Item 8.01 Other Events

On January 29, 2016, Delek US Holdings, Inc. (“Delek”) and Alon USA Energy, Inc. (“Alon USA”) entered into a first amendment (the “First Amendment”) to that certain Amended and Restated Stockholder Agreement between them dated April 14, 2015 (the “Stockholder Agreement”). Among other terms, the First Amendment:

(a)
Confirms that the board of directors of Alon USA (the "Alon Board") has determined that the members of the Alon Board who are also employees of Delek are “independent directors” under Section 303A.02 of the New York Stock Exchange Listed Company Manual;

(b)
Confirms that the Stockholder Agreement will terminate on May 14, 2016;

(c)
Confirms the identity or criteria for selection of the slate of eleven director nominees to be proposed for election to the Alon Board at the 2016 annual meeting of Alon USA stockholders along with procedures to identify any vacancies in that slate of nominees that may occur; and

(d)
Confirms that Alon USA has amended its bylaws to extend certain voting requirements regarding the removal or replacement of the chairman of the Alon Board until the 2017 annual meeting of Alon USA stockholders.

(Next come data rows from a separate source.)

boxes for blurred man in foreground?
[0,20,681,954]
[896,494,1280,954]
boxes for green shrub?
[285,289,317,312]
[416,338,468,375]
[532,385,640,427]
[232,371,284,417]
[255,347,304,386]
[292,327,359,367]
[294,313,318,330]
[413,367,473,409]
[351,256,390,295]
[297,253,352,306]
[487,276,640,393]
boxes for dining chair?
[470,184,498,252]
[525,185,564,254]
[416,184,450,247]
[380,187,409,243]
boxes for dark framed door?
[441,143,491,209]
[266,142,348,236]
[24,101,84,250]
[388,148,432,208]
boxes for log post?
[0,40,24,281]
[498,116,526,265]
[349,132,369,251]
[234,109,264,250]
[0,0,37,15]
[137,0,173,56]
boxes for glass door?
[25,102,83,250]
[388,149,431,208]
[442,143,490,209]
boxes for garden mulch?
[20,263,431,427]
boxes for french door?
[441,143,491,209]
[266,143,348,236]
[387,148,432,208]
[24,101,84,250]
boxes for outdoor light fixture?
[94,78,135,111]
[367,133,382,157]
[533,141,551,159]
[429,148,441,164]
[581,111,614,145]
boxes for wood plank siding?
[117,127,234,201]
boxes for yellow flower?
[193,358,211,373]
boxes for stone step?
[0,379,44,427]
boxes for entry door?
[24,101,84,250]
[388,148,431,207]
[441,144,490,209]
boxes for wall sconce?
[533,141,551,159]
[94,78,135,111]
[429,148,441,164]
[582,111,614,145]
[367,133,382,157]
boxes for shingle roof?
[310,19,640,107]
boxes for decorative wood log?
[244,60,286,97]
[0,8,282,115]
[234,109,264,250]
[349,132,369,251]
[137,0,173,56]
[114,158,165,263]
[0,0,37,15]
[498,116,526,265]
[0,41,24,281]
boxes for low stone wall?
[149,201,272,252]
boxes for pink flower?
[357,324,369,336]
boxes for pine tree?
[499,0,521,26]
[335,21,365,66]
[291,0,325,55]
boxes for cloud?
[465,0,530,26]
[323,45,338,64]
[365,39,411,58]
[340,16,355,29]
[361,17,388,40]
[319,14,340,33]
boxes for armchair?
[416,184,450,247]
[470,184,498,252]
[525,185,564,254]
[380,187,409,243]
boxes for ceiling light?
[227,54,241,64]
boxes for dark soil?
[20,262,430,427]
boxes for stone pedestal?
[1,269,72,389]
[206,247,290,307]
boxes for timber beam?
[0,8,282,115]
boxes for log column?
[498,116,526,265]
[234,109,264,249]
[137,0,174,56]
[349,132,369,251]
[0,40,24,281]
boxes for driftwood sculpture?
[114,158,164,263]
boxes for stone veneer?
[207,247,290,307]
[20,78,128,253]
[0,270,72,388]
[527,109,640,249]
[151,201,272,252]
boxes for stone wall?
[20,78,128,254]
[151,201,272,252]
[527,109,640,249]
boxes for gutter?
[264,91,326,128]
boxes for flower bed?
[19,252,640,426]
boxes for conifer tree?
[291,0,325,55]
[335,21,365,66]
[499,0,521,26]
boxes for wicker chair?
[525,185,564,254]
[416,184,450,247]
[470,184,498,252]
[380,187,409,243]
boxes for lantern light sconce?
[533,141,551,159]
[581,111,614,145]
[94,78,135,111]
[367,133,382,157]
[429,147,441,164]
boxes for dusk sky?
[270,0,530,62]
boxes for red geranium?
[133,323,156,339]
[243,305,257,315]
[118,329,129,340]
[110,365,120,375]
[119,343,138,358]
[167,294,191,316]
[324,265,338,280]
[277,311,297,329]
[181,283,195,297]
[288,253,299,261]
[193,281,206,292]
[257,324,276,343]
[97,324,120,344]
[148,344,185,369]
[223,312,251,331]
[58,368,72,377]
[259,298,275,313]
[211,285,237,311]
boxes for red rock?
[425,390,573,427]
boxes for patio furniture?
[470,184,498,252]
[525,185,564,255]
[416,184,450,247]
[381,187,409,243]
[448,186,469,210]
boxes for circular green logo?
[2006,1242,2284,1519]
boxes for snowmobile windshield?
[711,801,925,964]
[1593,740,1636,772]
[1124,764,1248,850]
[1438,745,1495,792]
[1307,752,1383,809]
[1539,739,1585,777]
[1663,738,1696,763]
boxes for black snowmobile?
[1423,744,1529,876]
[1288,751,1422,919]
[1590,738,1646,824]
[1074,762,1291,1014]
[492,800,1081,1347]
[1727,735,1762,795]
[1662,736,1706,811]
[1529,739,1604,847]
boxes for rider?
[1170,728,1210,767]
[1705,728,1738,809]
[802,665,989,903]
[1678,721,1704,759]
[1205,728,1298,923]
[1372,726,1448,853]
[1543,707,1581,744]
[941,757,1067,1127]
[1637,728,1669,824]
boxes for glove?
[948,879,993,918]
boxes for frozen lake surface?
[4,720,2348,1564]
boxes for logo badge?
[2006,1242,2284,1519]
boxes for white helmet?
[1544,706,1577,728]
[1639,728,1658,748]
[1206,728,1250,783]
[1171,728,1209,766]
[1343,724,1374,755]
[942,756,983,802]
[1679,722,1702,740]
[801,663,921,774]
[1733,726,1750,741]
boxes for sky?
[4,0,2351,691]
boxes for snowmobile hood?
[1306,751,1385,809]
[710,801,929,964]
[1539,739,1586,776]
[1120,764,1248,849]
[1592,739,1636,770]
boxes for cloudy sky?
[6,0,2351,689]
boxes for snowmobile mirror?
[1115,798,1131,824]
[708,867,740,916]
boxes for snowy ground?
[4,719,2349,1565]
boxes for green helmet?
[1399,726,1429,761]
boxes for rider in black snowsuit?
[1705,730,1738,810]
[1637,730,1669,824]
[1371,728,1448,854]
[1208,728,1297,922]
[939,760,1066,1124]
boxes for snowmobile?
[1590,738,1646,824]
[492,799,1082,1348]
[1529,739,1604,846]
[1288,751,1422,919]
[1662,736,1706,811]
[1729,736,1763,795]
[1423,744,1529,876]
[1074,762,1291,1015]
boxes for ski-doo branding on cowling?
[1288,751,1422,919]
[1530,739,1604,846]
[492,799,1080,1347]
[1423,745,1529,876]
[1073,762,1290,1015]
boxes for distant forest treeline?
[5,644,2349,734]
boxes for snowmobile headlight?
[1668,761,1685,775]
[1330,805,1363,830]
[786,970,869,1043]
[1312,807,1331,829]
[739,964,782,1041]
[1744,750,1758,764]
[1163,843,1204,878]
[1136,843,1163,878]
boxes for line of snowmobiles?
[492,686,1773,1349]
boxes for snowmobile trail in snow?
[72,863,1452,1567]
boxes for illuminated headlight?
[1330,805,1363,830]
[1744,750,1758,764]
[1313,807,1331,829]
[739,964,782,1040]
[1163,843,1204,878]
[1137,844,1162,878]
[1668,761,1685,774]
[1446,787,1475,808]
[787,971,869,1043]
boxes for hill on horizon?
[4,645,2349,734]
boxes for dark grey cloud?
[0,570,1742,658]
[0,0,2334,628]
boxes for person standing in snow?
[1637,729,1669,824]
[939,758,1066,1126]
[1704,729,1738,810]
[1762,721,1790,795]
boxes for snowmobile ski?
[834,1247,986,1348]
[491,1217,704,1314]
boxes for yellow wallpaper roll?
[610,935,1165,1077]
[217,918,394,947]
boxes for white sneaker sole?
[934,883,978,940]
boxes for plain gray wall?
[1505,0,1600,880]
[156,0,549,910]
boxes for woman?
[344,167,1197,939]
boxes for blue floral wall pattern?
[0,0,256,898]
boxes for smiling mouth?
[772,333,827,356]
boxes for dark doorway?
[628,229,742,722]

The foregoing description is not complete and is qualified in its entirety by reference to the full First Amendment, which is filed as Exhibit 10.1 to this Current Report on Form 8-K and incorporated herein by reference.

Item 9.01 Financial Statements and Exhibits.

(a)    Financial statements of businesses acquired.

Not applicable.

(b)    Pro forma financial information.

Not applicable.

(c)    Shell company transactions.

Not applicable.

(d)    Exhibits.

10.1
First Amendment dated January 29, 2016 to Amended and Restated Stockholder Agreement dated April 14, 2015 by and between Delek US Holdings, Inc. and Alon USA Energy, Inc.






SIGNATURES

Pursuant to the requirements of the Securities Exchange Act of 1934, the registrant has duly caused this report to be signed on its behalf by the undersigned hereunto duly authorized.

Dated: February 3, 2016
DELEK US HOLDINGS, INC.
 
 
 
/s/ Assaf Ginzburg
 
Name: Assaf Ginzburg
 
Title: EVP / Chief Financial Officer






EXHIBIT INDEX

Exhibit No.    Description

10.1
First Amendment dated January 29, 2016 to Amended and Restated Stockholder Agreement dated April 14, 2015 by and between Delek US Holdings, Inc. and Alon USA Energy, Inc.